Ce dernier membre de phrase a une importance toute particulière, car la justice fiscale est une des conditions majeures de la cohésion de notre société. Elle est indispensable pour donner du contenu et du sens à l’égalité et à la fraternité. Améliorer la justice fiscale, c’est renforcer cette cohésion, aujourd’hui fragilisée par nombre de facteurs déstabilisants pour nos concitoyens. S’attaquer à la justice fiscale, c’est jouer contre la cohésion et, en dernière analyse, renforcer les comportements protestataires, individualistes, égoïstes, qui contribuent au délitement du corps social.
L’injustice fiscale que vous allez accentuer avec ce projet brouille jusqu’à les annihiler les notions de légitimité et d’utilité sociale de l’impôt, qu’il faut, au contraire, défendre et réaffirmer comme des principes républicains fondamentaux.

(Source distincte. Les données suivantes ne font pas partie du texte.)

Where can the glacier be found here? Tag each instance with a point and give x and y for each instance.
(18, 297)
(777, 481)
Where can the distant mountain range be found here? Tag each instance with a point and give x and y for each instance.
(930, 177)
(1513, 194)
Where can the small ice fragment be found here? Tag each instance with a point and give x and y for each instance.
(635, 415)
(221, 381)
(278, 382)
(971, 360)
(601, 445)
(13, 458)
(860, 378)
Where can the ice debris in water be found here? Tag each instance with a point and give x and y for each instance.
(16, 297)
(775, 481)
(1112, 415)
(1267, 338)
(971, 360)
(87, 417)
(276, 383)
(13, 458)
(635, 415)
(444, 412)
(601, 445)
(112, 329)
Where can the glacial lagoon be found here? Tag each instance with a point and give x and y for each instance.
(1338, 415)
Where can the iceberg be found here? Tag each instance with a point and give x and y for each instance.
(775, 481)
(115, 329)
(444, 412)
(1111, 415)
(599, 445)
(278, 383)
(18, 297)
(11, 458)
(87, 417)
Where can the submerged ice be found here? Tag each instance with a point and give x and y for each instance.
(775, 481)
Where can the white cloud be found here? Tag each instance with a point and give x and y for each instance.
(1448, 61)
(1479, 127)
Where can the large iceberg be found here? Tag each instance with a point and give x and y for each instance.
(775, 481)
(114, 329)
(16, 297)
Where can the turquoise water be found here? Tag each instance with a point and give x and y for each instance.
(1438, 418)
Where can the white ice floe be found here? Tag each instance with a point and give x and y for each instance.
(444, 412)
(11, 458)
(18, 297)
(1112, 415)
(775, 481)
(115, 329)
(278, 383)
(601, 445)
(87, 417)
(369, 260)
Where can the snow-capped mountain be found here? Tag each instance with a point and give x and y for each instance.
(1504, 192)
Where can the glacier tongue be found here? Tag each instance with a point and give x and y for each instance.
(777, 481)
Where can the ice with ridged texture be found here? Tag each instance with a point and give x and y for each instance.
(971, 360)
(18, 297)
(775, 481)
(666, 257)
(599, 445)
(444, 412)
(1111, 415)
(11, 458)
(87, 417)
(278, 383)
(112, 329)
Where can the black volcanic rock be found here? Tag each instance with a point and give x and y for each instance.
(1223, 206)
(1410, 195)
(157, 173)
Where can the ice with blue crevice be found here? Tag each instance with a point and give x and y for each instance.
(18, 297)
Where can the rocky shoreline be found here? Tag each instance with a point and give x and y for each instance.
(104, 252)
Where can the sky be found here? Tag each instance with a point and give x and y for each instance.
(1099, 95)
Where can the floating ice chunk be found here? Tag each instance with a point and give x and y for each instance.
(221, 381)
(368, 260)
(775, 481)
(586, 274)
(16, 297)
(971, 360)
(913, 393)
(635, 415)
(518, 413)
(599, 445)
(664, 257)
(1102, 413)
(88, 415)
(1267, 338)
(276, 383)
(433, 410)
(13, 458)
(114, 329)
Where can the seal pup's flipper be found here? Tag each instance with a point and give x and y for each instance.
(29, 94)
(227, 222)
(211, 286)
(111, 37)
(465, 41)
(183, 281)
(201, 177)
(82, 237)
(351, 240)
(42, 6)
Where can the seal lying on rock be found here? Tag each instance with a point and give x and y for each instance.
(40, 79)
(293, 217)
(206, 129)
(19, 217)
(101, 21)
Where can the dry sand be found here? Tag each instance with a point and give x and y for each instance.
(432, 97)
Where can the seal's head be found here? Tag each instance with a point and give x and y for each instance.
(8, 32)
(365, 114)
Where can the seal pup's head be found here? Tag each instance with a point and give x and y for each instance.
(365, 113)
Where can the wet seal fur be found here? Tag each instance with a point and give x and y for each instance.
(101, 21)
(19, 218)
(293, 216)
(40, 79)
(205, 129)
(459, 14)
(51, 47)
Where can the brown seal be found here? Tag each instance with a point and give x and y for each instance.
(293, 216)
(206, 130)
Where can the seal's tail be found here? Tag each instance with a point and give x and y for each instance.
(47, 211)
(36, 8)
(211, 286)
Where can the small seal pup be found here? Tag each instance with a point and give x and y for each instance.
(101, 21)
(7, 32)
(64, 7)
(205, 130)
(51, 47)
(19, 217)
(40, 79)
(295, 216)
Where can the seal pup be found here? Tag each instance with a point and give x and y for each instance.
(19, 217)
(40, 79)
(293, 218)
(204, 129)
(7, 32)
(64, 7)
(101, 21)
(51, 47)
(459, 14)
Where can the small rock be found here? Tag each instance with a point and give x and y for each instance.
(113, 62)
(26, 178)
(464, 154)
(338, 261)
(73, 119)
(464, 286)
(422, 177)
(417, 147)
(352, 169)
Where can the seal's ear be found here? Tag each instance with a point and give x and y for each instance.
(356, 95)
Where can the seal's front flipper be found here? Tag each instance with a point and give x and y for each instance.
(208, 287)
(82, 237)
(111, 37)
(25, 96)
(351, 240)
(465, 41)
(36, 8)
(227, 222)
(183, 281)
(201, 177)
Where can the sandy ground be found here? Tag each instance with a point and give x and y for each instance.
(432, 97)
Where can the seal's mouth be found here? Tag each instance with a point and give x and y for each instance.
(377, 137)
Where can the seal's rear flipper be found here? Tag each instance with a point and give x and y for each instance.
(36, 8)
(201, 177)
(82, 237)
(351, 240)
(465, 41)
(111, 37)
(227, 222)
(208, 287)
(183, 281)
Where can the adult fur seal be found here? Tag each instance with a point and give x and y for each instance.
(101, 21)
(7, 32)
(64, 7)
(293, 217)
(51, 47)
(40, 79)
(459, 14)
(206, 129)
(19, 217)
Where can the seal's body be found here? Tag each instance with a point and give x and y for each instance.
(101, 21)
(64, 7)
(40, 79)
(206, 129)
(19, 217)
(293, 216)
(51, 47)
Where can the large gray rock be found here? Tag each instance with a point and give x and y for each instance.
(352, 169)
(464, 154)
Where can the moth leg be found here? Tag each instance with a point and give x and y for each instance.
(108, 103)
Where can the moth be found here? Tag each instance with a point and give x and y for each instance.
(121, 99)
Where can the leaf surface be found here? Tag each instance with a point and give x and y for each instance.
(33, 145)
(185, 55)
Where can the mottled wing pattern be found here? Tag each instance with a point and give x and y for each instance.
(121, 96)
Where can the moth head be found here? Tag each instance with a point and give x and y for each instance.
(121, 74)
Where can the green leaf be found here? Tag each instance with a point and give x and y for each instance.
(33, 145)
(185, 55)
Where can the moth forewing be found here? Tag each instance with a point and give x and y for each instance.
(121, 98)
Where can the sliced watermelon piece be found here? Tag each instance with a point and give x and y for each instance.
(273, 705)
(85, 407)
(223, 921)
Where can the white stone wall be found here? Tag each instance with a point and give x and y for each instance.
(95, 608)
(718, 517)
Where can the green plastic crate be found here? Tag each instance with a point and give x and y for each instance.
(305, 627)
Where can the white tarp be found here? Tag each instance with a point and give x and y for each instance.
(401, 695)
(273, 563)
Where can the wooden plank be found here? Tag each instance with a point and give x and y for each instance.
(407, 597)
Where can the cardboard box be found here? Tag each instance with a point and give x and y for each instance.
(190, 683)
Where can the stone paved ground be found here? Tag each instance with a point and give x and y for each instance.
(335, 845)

Aujourd’hui, l’impôt est de plus en plus souvent présenté comme confiscatoire, comme un abus, voire une spoliation, une ingérence de la puissance publique dans la sphère privée.
La propagande démagogique de la droite sur ce sujet, comme le harcèlement des associations anti-impôt dont l’une est dirigée par un escroc qui a le front de se présenter devant les électeurs, a un rôle des plus négatifs dans le débat sur la place de l’impôt dans notre société.
L’impôt permet à l’Etat non seulement d’assurer ses fonctions régaliennes, mais aussi de garantir la solidarité nationale au moyen des services publics et de la protection sociale et, plus généralement, d’agir à chaque fois que cela est nécessaire dans le sens de l’intérêt général.
L’objectif de réduire de 30 % en cinq ans l’impôt sur le revenu va en réalité constituer un véritable poison pour notre démocratie qui tout au contraire a besoin d’un effort général de solidarité et de cohésion.
Baisser de 30 % l’impôt sur le revenu, c’est donc faire, sans le dire bien sûr, le choix délibéré de transférer la charge de l’impôt de ceux qui peuvent payer grâce à des revenus confortables vers la grande masse de ceux qui ont des fins de mois difficiles, surtout les trente derniers jours, comme le disait si bien Coluche. (Sourires.)
[…]
Un des premiers devoirs de la nation, disais-je, est de défendre la notion de justice fiscale et de rappeler la raison de l’impôt.
Dans un grand nombre de pays étrangers, la santé et l’école sont directement financées par les familles en fonction de leur fortune. Historiquement, dans notre pays, ces dépenses sont payées par l’impôt ou les cotisations sociales. Vous parlez de prélèvements qui seraient plus lourds ici qu’ailleurs, mais, ailleurs, ces prélèvements sont privatisés, sans pour autant que cela garantisse la qualité que chacun reconnaît aux services de santé et d’éducation de notre pays. En contrepartie, notre système éducatif ou notre système de protection sociale, sans être exempts de défauts, permettent à chacun d’accéder à l’éducation ou à la santé.
La mise en place récente de la couverture maladie universelle vient renforcer cette conception d’une société solidaire.
    M. Pierre Lellouche.C’est ça ! Vous connaissez les dérives de ce système !
    M. Jean-Pierre Brard. Pour vous, monsieur Lellouche, soigner tout le monde, c’est une dérive. C’est une façon de voir les choses, mais je pense qu’un pays comme le nôtre s’honore de reconnaître à chacun le droit d’être soigné, de même qu’il reconnaît à chacun le droit à l’éducation. Oser parler de dérive sur de tels sujets revient à afficher des sentiments qui ne sont guère conformes aux valeurs républicaines traditionnelles de notre pays. […]
L’impôt dans notre pays est l’expression de nos valeurs identitaires. Pour se convaincre de leur pertinence et de leur légitimité, il suffit de comparer avec la Grande-Bretagne ou les Etats-Unis.